I made it a year without drinking.
No plans to go back to it, either. Almost 14 months sober and going strong.
The last time I strung together eight months of sobriety was in 2016, over six years ago, & I relapsed shortly after that anniversary. Took me until last summer to get help. I’m scared to be here again. My brain says I’ll fail, & it doesn’t help that I just got taken off one of my meds, a mood stabilizer, so my mental health’s currently curled up in a corner crying somewhere, thirsting for a drink. Or 14.
Going through withdrawal from this med is weird because I’m realizing it numbed me from my anxiety, my rage, my sadness & mania, but also from my happiness. I’ve cried countless times in the last few days, but I’ve also started singing in the car again. Noticing how the sunlight filters through the trees into my room while I’m working. Appreciating my loved ones more, smiling from the love I feel for them.
I’m happy & I’m sad; I’m elated & scared. And I’m okay with feeling all of these things, because I know I can handle them as long as I stay sober.
My brain won’t settle down.
It’s been screaming for vodka for days, which I’ve ignored, so now it’s feeding me a romanticized version of my life as a drinker. And it’s starting to get to me.
I’m not going to drink but God this gets so beyond tiresome sometimes. Sometimes I just want a normal brain, not an alcoholic one, not a sober one, not a “one drink away from disaster” brain.
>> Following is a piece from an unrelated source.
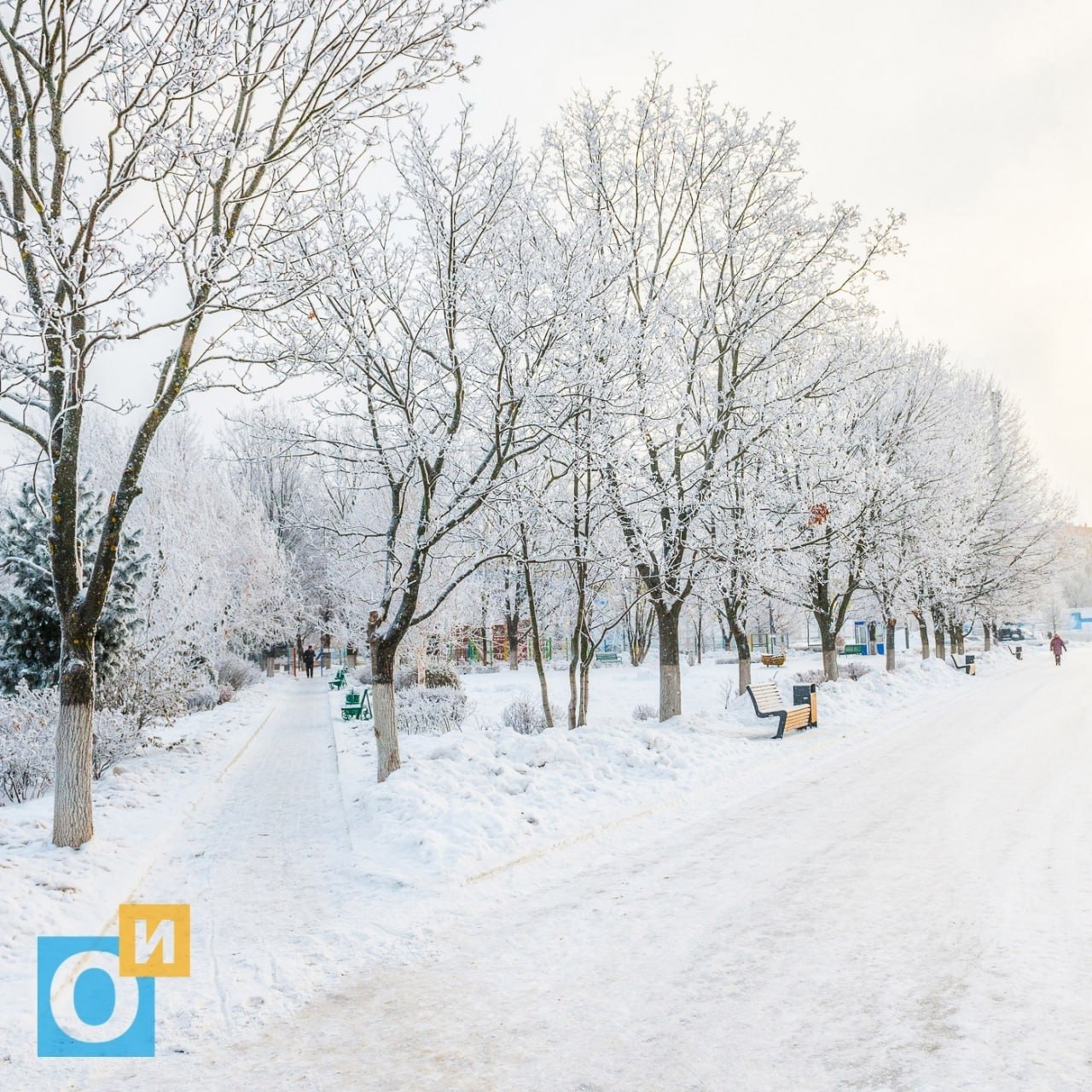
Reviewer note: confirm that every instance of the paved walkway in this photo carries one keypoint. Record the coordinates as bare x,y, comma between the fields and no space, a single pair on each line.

I love my sobriety and am so grateful for it but moments like these where my brain’s just chipping away at my resolve are exhausting and I don’t feel like hunting for the lesson that I’m sure is buried somewhere in all of this.
I am tired.

Nobody told me about the growing pains of getting sober.
The ache, the satisfaction, of stretching and settling into myself.
The painful nostalgia revisiting the frantic fever dream that was the before, the sheer relief that I don’t live there anymore.
The pride, the goddamn pride I feel knowing that finally, fucking finally, I meet the standards for decent human being, that actually I’m a pretty good one.
I delight in myself. With me is a nice place to be.
I stay sober for the woman who was afraid to die but too scared to live.
For the woman who never thought she’d amount to anything more than drunken wasted potential.
For the woman who clawed her way through hell to ask for help.
For the woman who saved her own life for one more chance.
and still sober.
I don’t have much else to say right now, but I’ll be back when I’m feeling a little more eloquent.
There was something unnerving about the way I reveled in my pain.
Alcohol allowed me to reside there permanently.